Model Selection for Exposure-Mediator Interaction.

作者信息

Li Ruiyang, Zhu Xi, Lee Seonjoo

机构信息

Department of Biostatistics, Columbia University, New York, USA.

Department of Psychiatry, Columbia University, New York, USA.

出版信息

Data Sci Sci. 2024;3(1). doi: 10.1080/26941899.2024.2360892. Epub 2024 Jun 16.

Abstract

In mediation analysis, the exposure often influences the mediating effect, i.e., there is an interaction between exposure and mediator on the dependent variable.
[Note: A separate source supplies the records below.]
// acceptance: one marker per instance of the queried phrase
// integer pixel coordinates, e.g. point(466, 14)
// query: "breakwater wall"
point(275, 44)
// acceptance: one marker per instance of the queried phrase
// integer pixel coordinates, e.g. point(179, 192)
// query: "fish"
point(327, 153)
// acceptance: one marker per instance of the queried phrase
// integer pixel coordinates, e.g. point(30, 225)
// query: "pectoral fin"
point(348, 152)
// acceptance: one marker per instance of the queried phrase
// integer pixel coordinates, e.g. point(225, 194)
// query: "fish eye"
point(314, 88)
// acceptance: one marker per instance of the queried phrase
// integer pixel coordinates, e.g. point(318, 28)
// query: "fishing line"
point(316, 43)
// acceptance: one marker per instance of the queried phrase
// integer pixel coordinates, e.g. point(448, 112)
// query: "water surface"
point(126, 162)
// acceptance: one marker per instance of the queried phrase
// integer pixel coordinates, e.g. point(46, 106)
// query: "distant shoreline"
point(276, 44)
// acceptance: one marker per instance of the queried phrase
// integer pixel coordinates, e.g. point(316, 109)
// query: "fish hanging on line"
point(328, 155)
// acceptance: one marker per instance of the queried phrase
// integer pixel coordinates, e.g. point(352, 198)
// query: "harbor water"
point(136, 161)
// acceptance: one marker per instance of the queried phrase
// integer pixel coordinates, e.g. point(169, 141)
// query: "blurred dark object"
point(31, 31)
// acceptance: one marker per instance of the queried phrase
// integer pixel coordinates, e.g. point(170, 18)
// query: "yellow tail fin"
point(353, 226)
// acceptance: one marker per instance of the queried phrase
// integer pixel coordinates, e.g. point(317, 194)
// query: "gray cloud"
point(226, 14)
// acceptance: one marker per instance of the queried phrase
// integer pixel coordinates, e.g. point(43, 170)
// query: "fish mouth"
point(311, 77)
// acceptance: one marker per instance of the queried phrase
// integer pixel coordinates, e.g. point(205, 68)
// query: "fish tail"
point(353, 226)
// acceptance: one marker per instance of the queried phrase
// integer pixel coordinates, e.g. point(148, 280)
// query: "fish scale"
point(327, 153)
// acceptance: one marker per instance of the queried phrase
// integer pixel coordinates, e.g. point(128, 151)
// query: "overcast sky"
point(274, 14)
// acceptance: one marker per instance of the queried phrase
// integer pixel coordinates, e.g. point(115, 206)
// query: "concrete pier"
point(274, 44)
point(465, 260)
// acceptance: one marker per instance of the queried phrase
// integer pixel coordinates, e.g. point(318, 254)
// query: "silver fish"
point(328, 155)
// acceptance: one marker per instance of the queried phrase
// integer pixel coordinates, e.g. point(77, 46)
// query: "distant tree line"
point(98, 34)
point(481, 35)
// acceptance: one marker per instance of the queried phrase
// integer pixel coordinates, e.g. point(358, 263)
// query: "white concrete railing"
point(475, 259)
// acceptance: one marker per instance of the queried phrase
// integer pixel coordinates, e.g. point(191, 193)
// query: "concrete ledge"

When the mediator is high-dimensional, it is necessary to identify non-zero mediators and exposure-by-mediator ( -by- ) interactions. Although several high-dimensional mediation methods can naturally handle -by- interactions, research is scarce in preserving the underlying hierarchical structure between the main effects and the interactions. To fill the knowledge gap, we develop the XMInt procedure to select and -by- interactions in the high-dimensional mediators setting while preserving the hierarchical structure. Our proposed method employs a sequential regularization-based forward-selection approach to identify the mediators and their hierarchically preserved interaction with exposure. Our numerical experiments showed promising selection results. Further, we applied our method to ADNI morphological data and examined the role of cortical thickness and subcortical volumes on the effect of amyloid-beta accumulation on cognitive performance, which could be helpful in understanding the brain compensation mechanism.

摘要

在中介分析中,暴露因素通常会影响中介效应,即暴露因素与中介变量在因变量上存在交互作用。当中介变量是高维时,有必要识别非零中介变量以及暴露因素与中介变量(E-by-M)的交互作用。尽管有几种高维中介方法能够自然地处理E-by-M交互作用,但在保留主效应和交互作用之间潜在层次结构方面的研究却很少。为了填补这一知识空白,我们开发了XMInt程序,用于在高维中介变量设置中选择M和E-by-M交互作用,同时保留层次结构。我们提出的方法采用基于顺序正则化的前向选择方法来识别中介变量及其与暴露因素的层次保留交互作用。我们的数值实验显示了有前景的选择结果。此外,我们将我们的方法应用于ADNI形态学数据,并研究了皮质厚度和皮质下体积在淀粉样蛋白β积累对认知表现的影响中的作用,这可能有助于理解大脑补偿机制。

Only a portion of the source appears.